No se vayan todavía...


Más. Gacías se motiva a lo Motown para pavimentar el camino en ‘Porque las cosas cambian’, con Bunbury guitarra en mano. ‘El camino del exceso’ marca la sorpresa en muchas caras: es quizá el tanino más añorado del ‘Espíritu del vino’. Cuando llega el final de la primera tanda, en ‘Maldito duende’, el hombre al que persiguen los focos los comparte con su público: ahí en medio de todos, bañado en abrazos. ‘Lady blue’, como en Lanuza hace cinco semanas, será el guiño para dar paso a los bises.

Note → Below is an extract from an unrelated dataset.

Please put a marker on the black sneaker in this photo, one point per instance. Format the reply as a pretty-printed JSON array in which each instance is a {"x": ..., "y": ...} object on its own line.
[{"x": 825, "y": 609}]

"Esas guitarras están increíbles. A Enrique solo le falta entrar en una banda sonora de Tarantino. Me encanta el sonido". Palabras de Nacho Serrano, de Niños del Brasil; su compadre Santi Rex no anda lejos, con la sonrisa de oreja a oreja. Es el turno de ‘Más alto que nosotros solo el cielo’: Bunbury anda ahora de rojo tras toda una noche de antónimo luto, porque de funeral nada... o quizá sí, porque la calima húmeda de Zaragoza la emparenta esta noche con Nueva Orleans, y en el escenario hay algo de vudú. O mucho.


El tren no se para. Trote chispeante en ‘Sí’, pausa sublime para ‘La chispa adecuada’ en una cadencia de ola marina que deja suavemente al personal en la orilla, al borde de las lágrimas, felices. "¡Faltan tres!". Parece que Elena lleva chuleta, porque acierta la predicción. Bunbury calca el cierre de Lanuza (esta vez, la garganta luce nítida y el verbo, poderoso) con ‘Los habitantes’, ‘De todo el mundo’ y, como cierre coherencia, ‘…y al final’. Madre mía.


¿Es el mejor concierto que ha dado Bunbury en su terruño? Probablemente. Sí. Héroes fueron Héroes, son Héroes, serán Héroes, pero su vocalista se ha doctorado este septiembre de 2016 en Zaragozalogía, un añito antes de cumplir medio siglo de vida nauta: esta vez, más que nunca, ha mandado el corazón.